Headline.co.id, Jakarta ~ Pemerintah saat ini sedang menyelesaikan tahap akhir dari penyusunan regulasi terkait layanan pengantaran barang dan makanan berbasis digital. Regulasi ini dirancang untuk memberikan kepastian hukum serta menyesuaikan dengan karakteristik bisnis layanan pengantaran yang berbeda dari transportasi penumpang. Hal ini disampaikan oleh Wakil Menteri Komunikasi dan Digital (Wamenkomdigi), Nezar Patria, ketika menerima audiensi dari Grab Indonesia di Kantor Kementerian Komdigi, Jakarta Pusat, pada Selasa (28/7/2026).
Nezar Patria menjelaskan bahwa regulasi untuk layanan pengantaran barang dan makanan akan disusun secara terpisah karena model bisnis dan operasionalnya berbeda dengan layanan transportasi penumpang. “Regulasi ini penting untuk memastikan bahwa layanan pengantaran barang dan makanan memiliki aturan yang sesuai dengan kebutuhan dan karakteristiknya,” ujar Wamenkomdigi.

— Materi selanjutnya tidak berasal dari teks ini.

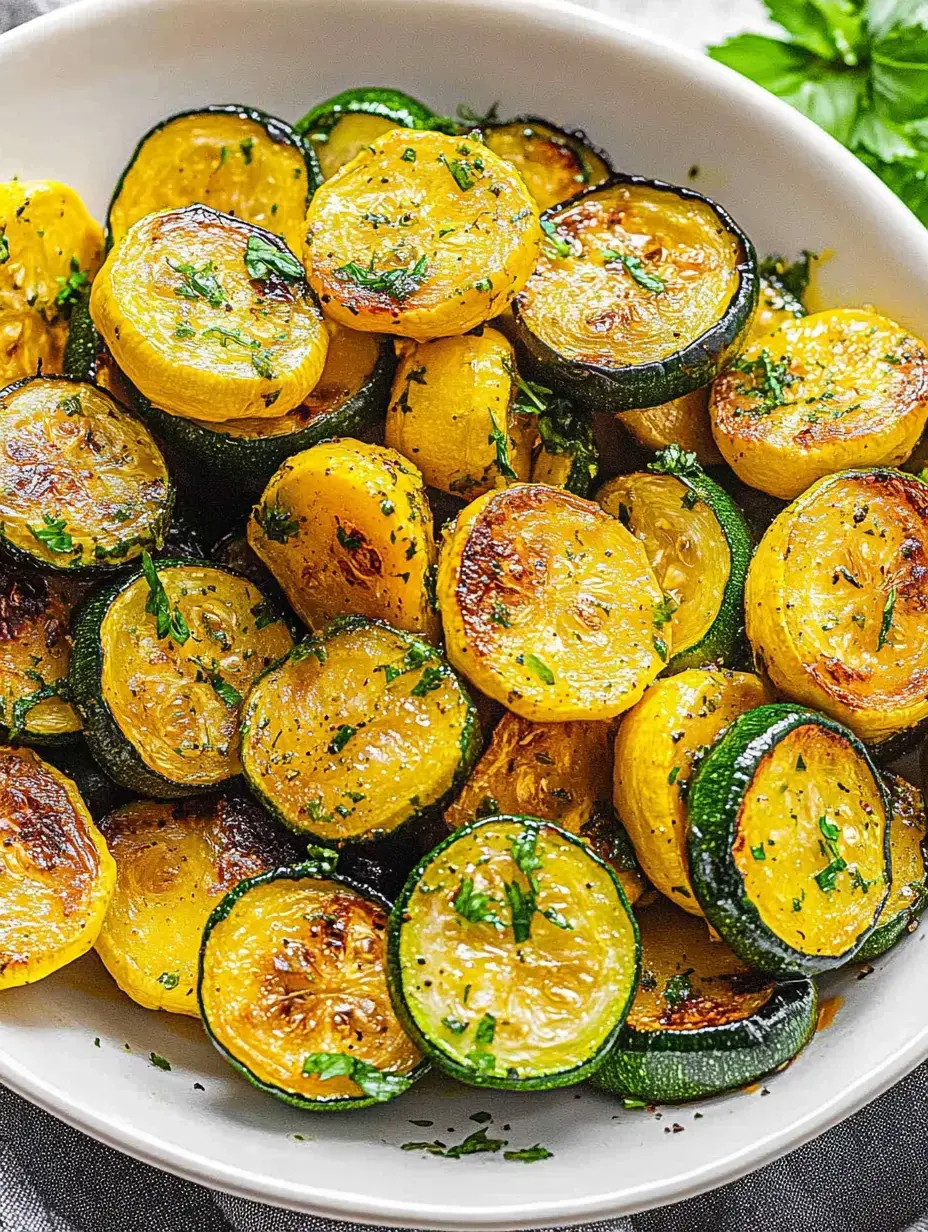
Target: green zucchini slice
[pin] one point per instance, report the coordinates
(641, 295)
(239, 456)
(83, 484)
(236, 159)
(160, 665)
(908, 885)
(341, 126)
(788, 843)
(293, 992)
(699, 546)
(358, 733)
(35, 656)
(555, 164)
(701, 1023)
(513, 955)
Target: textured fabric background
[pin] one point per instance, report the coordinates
(869, 1174)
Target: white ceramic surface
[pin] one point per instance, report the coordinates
(75, 90)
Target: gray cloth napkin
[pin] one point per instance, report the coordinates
(869, 1174)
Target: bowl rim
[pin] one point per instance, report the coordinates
(563, 16)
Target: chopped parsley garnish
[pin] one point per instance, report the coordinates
(200, 283)
(634, 266)
(398, 283)
(376, 1083)
(53, 535)
(263, 260)
(169, 621)
(276, 522)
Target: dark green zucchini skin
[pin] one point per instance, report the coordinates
(105, 568)
(295, 872)
(433, 1049)
(238, 468)
(714, 802)
(672, 1066)
(725, 638)
(639, 386)
(393, 105)
(277, 129)
(105, 739)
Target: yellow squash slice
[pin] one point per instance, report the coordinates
(658, 744)
(451, 414)
(210, 317)
(825, 392)
(837, 601)
(549, 605)
(345, 527)
(57, 875)
(422, 235)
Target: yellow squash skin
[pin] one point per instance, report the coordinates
(174, 863)
(69, 452)
(57, 875)
(685, 547)
(35, 651)
(558, 771)
(547, 605)
(222, 160)
(555, 997)
(349, 362)
(256, 348)
(551, 169)
(795, 824)
(160, 697)
(683, 421)
(677, 945)
(587, 307)
(388, 210)
(338, 745)
(451, 414)
(834, 389)
(354, 132)
(656, 749)
(837, 601)
(48, 232)
(298, 967)
(345, 527)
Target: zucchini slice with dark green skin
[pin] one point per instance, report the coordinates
(268, 945)
(555, 163)
(699, 546)
(85, 489)
(339, 127)
(789, 840)
(160, 665)
(236, 159)
(513, 955)
(358, 733)
(908, 885)
(239, 456)
(35, 656)
(593, 322)
(568, 456)
(701, 1023)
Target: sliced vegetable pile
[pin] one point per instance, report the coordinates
(505, 619)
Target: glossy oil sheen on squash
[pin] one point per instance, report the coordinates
(837, 601)
(174, 863)
(446, 211)
(550, 991)
(549, 605)
(57, 875)
(296, 966)
(81, 482)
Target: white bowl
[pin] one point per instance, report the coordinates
(77, 89)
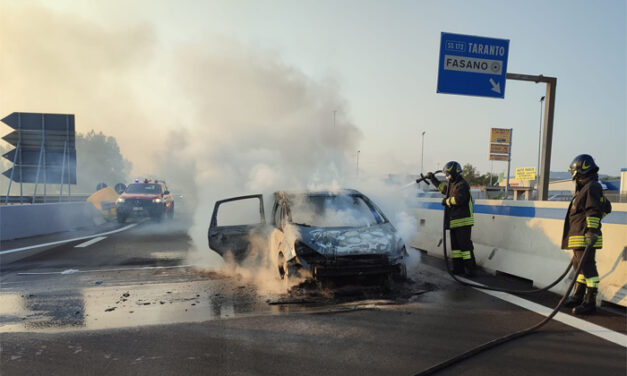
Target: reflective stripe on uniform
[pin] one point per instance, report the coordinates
(592, 222)
(468, 221)
(579, 241)
(592, 282)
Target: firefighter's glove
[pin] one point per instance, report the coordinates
(591, 239)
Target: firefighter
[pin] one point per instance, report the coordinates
(582, 229)
(459, 217)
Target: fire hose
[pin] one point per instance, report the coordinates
(488, 345)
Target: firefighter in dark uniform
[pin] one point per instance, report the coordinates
(460, 217)
(582, 229)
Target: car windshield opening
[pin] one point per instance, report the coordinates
(144, 188)
(333, 211)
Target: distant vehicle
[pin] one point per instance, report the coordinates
(312, 234)
(147, 198)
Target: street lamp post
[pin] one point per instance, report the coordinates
(539, 150)
(422, 151)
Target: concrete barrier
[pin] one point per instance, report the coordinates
(21, 221)
(523, 238)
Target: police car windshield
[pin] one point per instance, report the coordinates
(143, 188)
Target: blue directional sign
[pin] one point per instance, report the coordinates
(471, 65)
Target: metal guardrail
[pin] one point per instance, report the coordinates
(12, 200)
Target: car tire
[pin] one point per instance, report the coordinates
(121, 218)
(158, 217)
(401, 275)
(281, 266)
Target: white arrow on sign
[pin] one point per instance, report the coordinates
(496, 86)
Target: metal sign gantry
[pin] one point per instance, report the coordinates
(45, 150)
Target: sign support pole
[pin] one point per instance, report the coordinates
(547, 138)
(509, 160)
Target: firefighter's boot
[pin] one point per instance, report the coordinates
(469, 267)
(577, 297)
(589, 305)
(458, 265)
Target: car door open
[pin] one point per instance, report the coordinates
(234, 223)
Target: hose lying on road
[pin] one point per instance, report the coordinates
(499, 341)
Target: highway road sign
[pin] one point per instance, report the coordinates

Menurut Nezar, pemerintah bersama kementerian dan lembaga terkait telah menyelesaikan pembahasan substansi utama regulasi tersebut. Saat ini, proses penyusunan memasuki tahap finalisasi, termasuk penyempurnaan aturan turunan yang akan mengatur layanan pengantaran barang dan makanan. “Kami sedang dalam tahap akhir penyusunan regulasi ini, dan berharap dapat segera diselesaikan,” jelasnya.

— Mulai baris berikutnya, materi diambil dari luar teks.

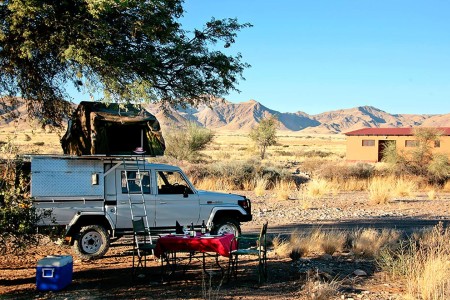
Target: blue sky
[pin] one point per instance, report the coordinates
(321, 55)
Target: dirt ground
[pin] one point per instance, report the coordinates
(111, 277)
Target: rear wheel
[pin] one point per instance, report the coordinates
(92, 242)
(227, 226)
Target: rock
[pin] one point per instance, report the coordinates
(359, 272)
(327, 256)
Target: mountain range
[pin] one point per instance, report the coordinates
(223, 115)
(227, 116)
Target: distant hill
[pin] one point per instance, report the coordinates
(224, 115)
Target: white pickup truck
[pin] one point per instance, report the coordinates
(90, 196)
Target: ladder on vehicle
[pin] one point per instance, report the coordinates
(133, 177)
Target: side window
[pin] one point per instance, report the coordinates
(437, 144)
(134, 182)
(368, 143)
(172, 183)
(411, 143)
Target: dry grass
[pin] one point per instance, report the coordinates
(350, 184)
(317, 188)
(369, 242)
(284, 189)
(404, 187)
(432, 194)
(215, 184)
(424, 263)
(380, 191)
(260, 187)
(316, 241)
(446, 187)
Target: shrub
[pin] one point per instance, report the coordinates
(264, 134)
(404, 187)
(423, 263)
(284, 189)
(185, 143)
(370, 242)
(260, 186)
(380, 191)
(317, 188)
(438, 169)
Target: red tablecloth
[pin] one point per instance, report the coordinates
(173, 243)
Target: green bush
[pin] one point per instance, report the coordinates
(185, 143)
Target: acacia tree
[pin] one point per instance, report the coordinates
(420, 160)
(122, 50)
(264, 134)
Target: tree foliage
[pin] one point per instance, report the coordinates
(264, 134)
(420, 160)
(122, 50)
(18, 218)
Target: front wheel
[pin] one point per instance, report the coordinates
(92, 242)
(227, 226)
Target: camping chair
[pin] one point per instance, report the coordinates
(142, 245)
(257, 248)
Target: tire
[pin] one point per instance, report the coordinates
(92, 242)
(227, 226)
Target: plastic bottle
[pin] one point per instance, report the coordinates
(192, 230)
(203, 227)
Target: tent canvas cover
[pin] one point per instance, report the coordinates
(112, 129)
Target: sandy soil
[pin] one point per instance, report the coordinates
(111, 277)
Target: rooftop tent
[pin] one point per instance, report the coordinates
(112, 129)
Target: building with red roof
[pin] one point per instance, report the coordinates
(367, 144)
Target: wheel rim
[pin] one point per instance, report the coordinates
(226, 228)
(91, 242)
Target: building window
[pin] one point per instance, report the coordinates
(411, 143)
(368, 143)
(437, 144)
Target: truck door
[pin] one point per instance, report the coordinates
(135, 195)
(175, 200)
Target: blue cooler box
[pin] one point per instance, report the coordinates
(54, 272)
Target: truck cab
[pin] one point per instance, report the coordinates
(97, 197)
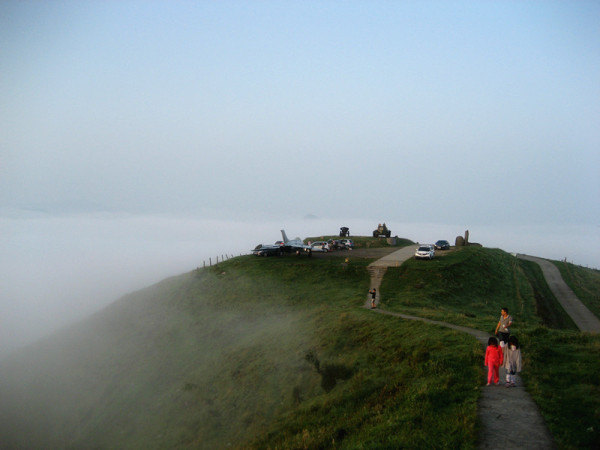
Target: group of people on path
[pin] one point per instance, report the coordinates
(504, 352)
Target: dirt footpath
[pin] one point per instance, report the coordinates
(581, 315)
(509, 418)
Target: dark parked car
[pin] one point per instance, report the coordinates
(442, 245)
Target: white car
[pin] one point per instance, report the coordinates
(425, 252)
(319, 246)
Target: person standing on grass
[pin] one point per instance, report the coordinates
(503, 327)
(493, 360)
(512, 361)
(373, 293)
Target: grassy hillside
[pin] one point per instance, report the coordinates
(467, 287)
(584, 282)
(279, 353)
(364, 241)
(238, 354)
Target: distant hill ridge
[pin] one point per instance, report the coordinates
(260, 352)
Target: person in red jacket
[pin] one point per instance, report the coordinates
(493, 360)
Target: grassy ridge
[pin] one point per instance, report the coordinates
(279, 353)
(584, 282)
(364, 241)
(561, 373)
(213, 358)
(466, 287)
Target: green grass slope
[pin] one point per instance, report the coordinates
(243, 354)
(280, 353)
(466, 287)
(585, 282)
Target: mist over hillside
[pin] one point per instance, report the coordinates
(55, 270)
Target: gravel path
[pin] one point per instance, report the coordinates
(581, 315)
(509, 418)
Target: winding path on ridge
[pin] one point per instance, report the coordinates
(499, 409)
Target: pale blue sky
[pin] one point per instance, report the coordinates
(172, 132)
(475, 112)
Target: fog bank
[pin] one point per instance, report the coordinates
(58, 269)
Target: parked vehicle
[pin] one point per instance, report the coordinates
(382, 231)
(347, 243)
(267, 250)
(334, 244)
(319, 246)
(442, 245)
(425, 252)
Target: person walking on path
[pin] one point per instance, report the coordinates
(503, 327)
(493, 359)
(512, 361)
(373, 293)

Nezar juga menambahkan bahwa mekanisme penghitungan biaya layanan pengantaran barang tidak dapat disamakan dengan transportasi penumpang. Hal ini karena penghitungan biaya harus mempertimbangkan lebih banyak variabel operasional, seperti waktu tunggu, dimensi barang, hingga karakteristik layanan. “Penghitungan biaya harus adil dan sesuai dengan kondisi operasional yang ada,” katanya.
Selain aspek regulasi, Nezar menyoroti pentingnya penguatan standar keselamatan dalam layanan pengantaran barang. Menurutnya, ekosistem perdagangan digital perlu didukung oleh sistem informasi yang mampu menampilkan dimensi dan berat barang secara akurat agar pengemudi tidak menerima muatan yang melebihi kapasitas kendaraan. “Keselamatan pengemudi dan barang yang diantar harus menjadi prioritas utama,” ujarnya.
Nezar menegaskan bahwa pemerintah akan terus melibatkan pelaku industri dan seluruh pemangku kepentingan dalam proses penyusunan kebijakan. Hal ini dilakukan agar regulasi yang dihasilkan mampu menciptakan ekosistem layanan pengantaran digital yang sehat, kompetitif, dan berkelanjutan. “Kami berkomitmen untuk menciptakan regulasi yang mendukung pertumbuhan industri dan melindungi semua pihak yang terlibat,” pungkasnya.